Integration and engagement are key to recruitment and retention. They constitute the essence of compelling powerful respiratory care and polysomnography learning.
I believe that we should all try to do whatever we can to always help under all circumstances. This simple philosophy is one of the reasons that I entered the world of health care. The 14th Dalai Lama stated, “our prime purpose in life is to help others and if you can’t help them at least don’t hurt them.” We in the health care community are founded in service, so providing service on a professional level was like a welcome homecoming. Now our job as an association is to instill that integration and engagement in all our members. To begin with, it is always important to ensure that the AARC offers benefits that professionals are seeking. I think over the years it has gotten better, yet it is important to frequently remind current and potential members of these benefits.
Healthcare is changing more rapidly than ever. What do you feel is the main issue Respiratory Care Practitioners are facing, and what are the key solutions that you feel should be addressed to support our profession?
It was Benjamin Franklin who said, “Tell me and I forget, teach me and I remember, involve me and I learn.”
The health care system today can hardly be called a system I do not think. I feel like it would be better called the “healthcare maze”. Major challenges face our healthcare system and many of those challenges do impact the respiratory profession. Communication is one that stands out to me as a struggle. Respiratory health care worker shortage is another struggle that I see in our health care system that can impact the profession. COVID-19 has not helped this issue.
Respiratory care practitioners play an integral role in the healthcare work force. Their role expands beyond the scope of traditional care and encompasses routine bedside care to complex invasive procedures. A solution is to keep Respiratory Therapists involved in all decision making throughout the course of their careers.
Value of section membership is important. If given the opportunity to represent, what would be some steps you would take to continue to increase the value of section membership and gain further engagement of section members?

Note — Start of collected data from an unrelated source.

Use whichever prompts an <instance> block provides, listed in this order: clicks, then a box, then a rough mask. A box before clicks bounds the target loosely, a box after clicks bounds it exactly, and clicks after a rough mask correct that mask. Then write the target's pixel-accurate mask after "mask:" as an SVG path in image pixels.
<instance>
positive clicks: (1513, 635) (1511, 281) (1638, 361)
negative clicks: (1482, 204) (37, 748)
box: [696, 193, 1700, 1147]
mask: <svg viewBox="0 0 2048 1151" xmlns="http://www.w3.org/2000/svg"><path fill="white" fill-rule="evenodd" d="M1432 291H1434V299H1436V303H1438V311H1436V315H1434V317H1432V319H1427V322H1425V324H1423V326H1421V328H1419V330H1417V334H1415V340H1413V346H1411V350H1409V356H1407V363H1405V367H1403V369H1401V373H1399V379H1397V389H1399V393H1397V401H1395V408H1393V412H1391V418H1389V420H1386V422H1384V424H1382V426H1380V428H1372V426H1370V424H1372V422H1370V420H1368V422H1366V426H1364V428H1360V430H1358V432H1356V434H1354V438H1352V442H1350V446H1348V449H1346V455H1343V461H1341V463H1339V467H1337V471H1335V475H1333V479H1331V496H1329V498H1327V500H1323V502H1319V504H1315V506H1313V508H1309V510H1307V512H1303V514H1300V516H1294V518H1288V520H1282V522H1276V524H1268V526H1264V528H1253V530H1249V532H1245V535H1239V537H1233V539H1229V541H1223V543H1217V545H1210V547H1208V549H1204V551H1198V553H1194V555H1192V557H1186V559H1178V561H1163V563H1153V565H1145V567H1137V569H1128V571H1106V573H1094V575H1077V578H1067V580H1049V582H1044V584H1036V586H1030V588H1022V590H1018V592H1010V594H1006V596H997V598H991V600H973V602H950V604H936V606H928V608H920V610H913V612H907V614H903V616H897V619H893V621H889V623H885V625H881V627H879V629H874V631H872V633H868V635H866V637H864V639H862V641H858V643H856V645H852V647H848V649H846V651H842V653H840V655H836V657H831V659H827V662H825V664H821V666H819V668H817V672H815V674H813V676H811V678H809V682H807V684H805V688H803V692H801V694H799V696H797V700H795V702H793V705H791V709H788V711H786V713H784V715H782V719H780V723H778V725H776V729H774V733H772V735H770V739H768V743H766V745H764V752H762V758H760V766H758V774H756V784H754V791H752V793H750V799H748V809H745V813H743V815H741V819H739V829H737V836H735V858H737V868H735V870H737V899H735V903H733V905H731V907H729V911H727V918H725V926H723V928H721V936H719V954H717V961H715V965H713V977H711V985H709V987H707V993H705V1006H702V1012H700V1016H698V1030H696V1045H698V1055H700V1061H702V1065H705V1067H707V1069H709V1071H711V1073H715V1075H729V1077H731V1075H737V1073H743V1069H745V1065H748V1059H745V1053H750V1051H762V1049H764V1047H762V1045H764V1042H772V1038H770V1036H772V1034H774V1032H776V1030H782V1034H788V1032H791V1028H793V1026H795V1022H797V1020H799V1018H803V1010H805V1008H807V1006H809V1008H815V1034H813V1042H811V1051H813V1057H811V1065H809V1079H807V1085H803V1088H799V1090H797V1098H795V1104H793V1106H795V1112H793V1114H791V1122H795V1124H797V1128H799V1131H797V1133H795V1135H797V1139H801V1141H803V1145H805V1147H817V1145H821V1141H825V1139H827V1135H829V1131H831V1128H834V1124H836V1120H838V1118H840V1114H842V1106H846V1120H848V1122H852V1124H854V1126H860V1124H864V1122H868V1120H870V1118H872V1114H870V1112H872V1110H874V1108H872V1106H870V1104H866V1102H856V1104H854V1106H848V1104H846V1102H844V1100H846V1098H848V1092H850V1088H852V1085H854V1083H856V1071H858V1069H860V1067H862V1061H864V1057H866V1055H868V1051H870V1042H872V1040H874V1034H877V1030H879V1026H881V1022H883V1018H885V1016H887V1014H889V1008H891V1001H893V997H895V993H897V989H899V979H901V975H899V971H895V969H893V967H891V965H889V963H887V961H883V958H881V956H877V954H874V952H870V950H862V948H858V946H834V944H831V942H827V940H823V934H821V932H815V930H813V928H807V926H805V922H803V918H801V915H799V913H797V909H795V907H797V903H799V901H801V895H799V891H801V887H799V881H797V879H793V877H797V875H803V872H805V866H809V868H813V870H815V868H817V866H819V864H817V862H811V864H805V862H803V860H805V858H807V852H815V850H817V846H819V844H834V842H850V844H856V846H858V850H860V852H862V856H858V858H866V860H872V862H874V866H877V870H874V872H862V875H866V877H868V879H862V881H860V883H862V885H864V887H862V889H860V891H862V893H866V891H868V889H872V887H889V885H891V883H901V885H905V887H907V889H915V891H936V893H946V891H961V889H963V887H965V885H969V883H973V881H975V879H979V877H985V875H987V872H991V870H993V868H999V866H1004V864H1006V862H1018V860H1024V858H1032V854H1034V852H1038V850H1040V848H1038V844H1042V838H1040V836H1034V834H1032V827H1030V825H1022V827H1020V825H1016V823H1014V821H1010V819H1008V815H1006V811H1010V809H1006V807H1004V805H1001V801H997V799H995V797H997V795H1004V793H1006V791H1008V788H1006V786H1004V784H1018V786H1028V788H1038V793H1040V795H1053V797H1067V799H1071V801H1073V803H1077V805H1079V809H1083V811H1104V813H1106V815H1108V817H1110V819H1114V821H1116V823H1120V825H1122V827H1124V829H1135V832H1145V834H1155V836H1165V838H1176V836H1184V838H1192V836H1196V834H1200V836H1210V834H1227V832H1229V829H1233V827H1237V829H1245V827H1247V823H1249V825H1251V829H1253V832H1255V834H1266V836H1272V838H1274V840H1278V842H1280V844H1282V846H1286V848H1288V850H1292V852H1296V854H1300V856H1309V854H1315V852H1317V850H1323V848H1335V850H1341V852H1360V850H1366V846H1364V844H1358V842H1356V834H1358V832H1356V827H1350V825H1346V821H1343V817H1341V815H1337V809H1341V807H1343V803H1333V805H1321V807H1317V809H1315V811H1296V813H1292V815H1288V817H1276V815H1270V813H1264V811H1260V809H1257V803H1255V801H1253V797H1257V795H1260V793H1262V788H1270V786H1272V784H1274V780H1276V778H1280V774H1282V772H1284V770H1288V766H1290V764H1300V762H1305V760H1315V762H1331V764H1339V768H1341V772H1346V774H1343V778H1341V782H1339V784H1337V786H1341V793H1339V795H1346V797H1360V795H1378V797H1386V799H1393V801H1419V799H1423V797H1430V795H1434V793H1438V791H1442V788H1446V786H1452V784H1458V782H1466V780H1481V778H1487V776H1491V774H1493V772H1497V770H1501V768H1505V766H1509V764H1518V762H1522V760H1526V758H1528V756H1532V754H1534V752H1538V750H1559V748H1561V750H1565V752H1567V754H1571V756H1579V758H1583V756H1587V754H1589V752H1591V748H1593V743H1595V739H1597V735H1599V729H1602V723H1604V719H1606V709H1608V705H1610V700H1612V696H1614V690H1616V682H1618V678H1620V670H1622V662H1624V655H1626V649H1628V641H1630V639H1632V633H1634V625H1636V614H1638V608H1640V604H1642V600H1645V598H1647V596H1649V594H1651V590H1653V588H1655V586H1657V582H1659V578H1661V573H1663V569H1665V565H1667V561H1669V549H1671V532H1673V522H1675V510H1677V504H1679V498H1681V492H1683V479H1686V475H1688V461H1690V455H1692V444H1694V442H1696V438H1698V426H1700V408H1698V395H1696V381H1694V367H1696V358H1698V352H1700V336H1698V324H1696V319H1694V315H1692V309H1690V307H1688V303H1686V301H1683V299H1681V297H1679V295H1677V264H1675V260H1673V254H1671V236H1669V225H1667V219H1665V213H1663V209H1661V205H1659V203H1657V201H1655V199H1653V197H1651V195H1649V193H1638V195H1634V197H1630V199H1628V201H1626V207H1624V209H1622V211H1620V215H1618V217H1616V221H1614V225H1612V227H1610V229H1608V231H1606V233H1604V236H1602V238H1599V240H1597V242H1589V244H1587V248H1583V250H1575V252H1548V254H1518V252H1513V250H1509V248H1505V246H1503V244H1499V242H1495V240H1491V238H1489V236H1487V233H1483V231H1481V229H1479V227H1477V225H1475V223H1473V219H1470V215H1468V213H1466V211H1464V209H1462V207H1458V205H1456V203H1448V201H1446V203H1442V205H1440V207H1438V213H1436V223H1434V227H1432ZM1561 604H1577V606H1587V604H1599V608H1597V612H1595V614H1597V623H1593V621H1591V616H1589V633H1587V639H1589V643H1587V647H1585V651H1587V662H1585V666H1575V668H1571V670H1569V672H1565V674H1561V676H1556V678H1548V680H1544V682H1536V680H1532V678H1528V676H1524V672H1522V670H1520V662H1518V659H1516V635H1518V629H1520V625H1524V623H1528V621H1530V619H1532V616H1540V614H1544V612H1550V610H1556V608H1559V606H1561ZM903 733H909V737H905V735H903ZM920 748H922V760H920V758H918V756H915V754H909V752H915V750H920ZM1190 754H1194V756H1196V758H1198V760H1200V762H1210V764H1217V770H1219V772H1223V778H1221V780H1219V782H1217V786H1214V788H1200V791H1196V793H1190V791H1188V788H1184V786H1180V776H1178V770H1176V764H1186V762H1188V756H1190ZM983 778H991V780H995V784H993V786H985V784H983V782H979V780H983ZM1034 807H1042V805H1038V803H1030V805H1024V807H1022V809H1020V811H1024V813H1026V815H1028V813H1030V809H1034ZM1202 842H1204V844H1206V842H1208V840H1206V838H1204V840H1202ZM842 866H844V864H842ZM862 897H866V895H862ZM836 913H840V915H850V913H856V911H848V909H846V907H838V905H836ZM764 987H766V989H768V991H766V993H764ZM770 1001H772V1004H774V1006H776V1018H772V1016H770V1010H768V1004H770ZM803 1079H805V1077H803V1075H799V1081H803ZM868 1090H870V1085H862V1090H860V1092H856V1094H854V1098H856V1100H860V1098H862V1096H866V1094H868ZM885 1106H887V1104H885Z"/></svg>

Currently, our membership for the sleep section is too low to hold a seat on the Board of Directors and I would love to see this change. This change will take time and patience as many are not familiar with the sleep world architecture. I believe the top opportunity to increase the value of the sleep section is to advance the knowledge and promote the pathways that respiratory therapists can use to enter the world of sleep. I believe that respiratory therapists should be the “gold standard” in the sleep arena. I am proud of my university, community, and professional service as it has allowed me to reflect and create collaborations and partnerships with key community organizations. My idea would be to improve enrollment by educating these key community members on the roles respiratory therapists can play in the field of sleep medicine. There is a significant need for the skill sets help by Respiratory Therapists in sleep medicine.